Key and Bellamy served as program manager and mission manager for DART, respectively, and are based in the Planetary Missions Program Office at NASA’s Marshall Space Flight Center in Huntsville, Alabama. For their work on the mission, the team was honored in the Science, Technology, and Environment category of the Heyman awards.
“DART was a first-of-its-kind mission that marked a watershed moment for planetary defense. The DART team members are some of the very best of NASA, and we are so excited to see Brian Key and Scott Bellamy recognized for their contributions and leadership,” NASA Administrator Bill Nelson said. “Brian, Scott, and the entire DART team have shaped the course of human space exploration, inspiring people around the world through innovation. Thanks to their dedication and hard work, NASA is better prepared to defend our home planet, and will be ready for whatever the universe throws at us.”

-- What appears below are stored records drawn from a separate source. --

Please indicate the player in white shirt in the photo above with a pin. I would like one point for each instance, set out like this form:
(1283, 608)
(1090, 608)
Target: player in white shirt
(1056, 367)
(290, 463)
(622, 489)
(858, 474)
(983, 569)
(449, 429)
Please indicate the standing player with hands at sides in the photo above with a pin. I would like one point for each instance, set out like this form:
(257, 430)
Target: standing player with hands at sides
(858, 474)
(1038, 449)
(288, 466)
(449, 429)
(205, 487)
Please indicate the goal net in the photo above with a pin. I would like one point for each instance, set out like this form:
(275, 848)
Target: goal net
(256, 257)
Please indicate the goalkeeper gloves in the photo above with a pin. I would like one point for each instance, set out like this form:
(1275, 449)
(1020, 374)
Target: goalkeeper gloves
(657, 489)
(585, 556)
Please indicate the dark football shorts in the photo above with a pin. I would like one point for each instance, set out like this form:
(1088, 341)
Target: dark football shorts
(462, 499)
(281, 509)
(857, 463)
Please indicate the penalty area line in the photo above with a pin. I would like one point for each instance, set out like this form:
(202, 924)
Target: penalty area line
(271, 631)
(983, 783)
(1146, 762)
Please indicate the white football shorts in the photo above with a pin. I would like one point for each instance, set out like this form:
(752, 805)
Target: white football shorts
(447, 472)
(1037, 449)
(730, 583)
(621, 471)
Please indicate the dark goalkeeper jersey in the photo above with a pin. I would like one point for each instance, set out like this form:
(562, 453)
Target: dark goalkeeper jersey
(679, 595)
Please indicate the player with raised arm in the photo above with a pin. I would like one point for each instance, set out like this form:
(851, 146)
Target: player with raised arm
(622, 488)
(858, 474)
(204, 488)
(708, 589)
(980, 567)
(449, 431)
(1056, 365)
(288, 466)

In his role on DART, Key maintained budget, staff, and schedule oversight for the mission and worked directly with DART spacecraft developers at Johns Hopkins Applied Physics Laboratory in Laurel, Maryland.
“I’m elated to see our team honored with this award and hope it will bring more attention to the valuable work NASA does to defend our home world,” Key said, who oversees management of NASA’s $2 billion portfolio spanning the Discovery Program, the New Horizons Program, and the Solar System Exploration Program, which covers the full range of large and small science missions exploring the planets, moons, asteroids, comets and other destinations of interest in the solar system.

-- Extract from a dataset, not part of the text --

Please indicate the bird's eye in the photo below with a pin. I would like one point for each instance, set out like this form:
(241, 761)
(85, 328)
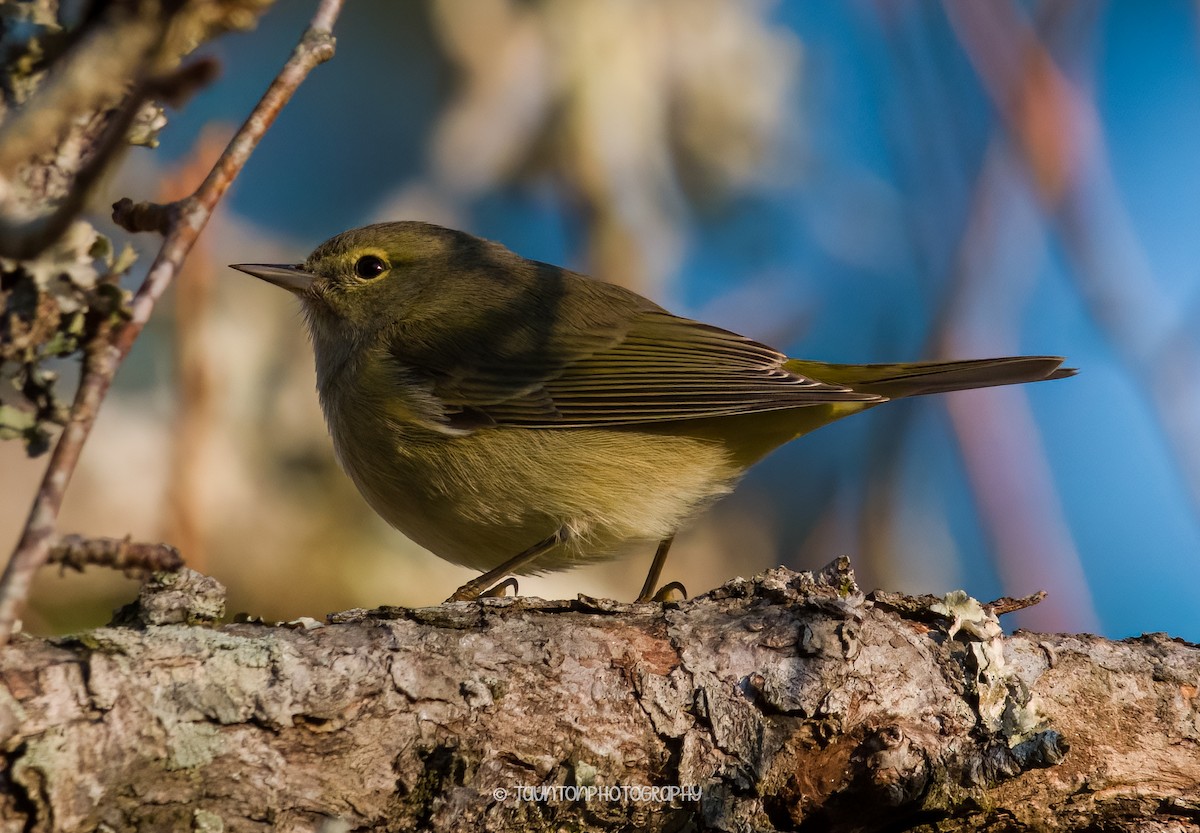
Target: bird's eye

Bellamy was tasked with keeping the team on track to launch and operate the mission. He echoed Key’s praise for the entire DART team.
“We’re just the managers,” Bellamy said. “Our role has been to serve the team, keeping things moving forward as smoothly as possible to enable them to do the actual hands-on, pencilwork-to-hardware that brought this mission from concept to reality.”

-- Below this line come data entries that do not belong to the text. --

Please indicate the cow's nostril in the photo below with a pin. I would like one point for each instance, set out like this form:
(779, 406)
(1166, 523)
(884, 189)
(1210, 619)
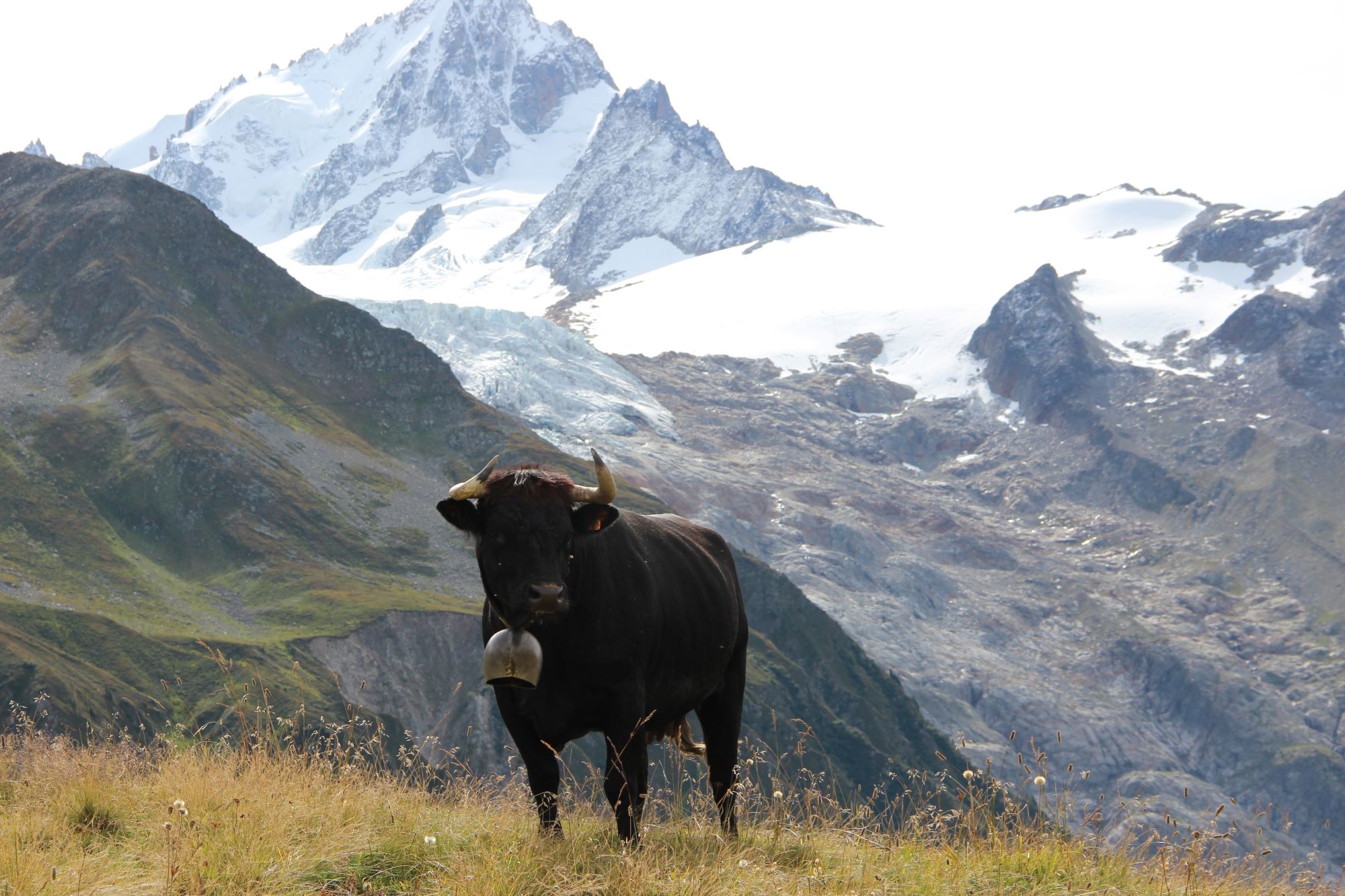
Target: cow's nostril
(547, 595)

That mission could not have gone more flawlessly, they agreed. Launched in November 2021, the DART spacecraft traveled to more than 6.8 million miles from Earth with one simple goal: to intentionally impact into Dimorphos, a 492-foot-diameter asteroid, at roughly 14,000 miles per hour, thus altering its orbit around its much larger parent asteroid, Didymos. DART’s collision with Dimorphos altered the asteroid’s roughly 12-hour orbit period around its parent by about a half-hour.
“I don’t even have the words to describe the release of emotion in the control room when we got confirmation that DART had impacted,” Bellamy said. “The whole team went from nail-biting suspense to unbelievable excitement in a matter of seconds.”
As for future planetary defense activities, NASA and its partners will build on DART’s success. A follow-up mission by ESA (European Space Agency), called Hera, is scheduled to launch in 2024 to further assess DART’s impact on Dimorphos. NASA also is developing the NEO Surveyor mission, which is designed to accelerate the rate at which the agency can discovery potentially hazardous near-Earth objects, asteroids and comets which can come close to Earth and could pose an impact risk.
Johns Hopkins Applied Physics Laboratory managed the DART mission for NASA’s Planetary Defense Coordination Office. The agency provided support for the mission from several centers, including the Jet Propulsion Laboratory in Southern California; Goddard Space Flight Center in Greenbelt, Maryland; NASA’s Johnson Space Center in Houston; Glenn Research Center in Cleveland; and Langley Research Center in Hampton, Virginia.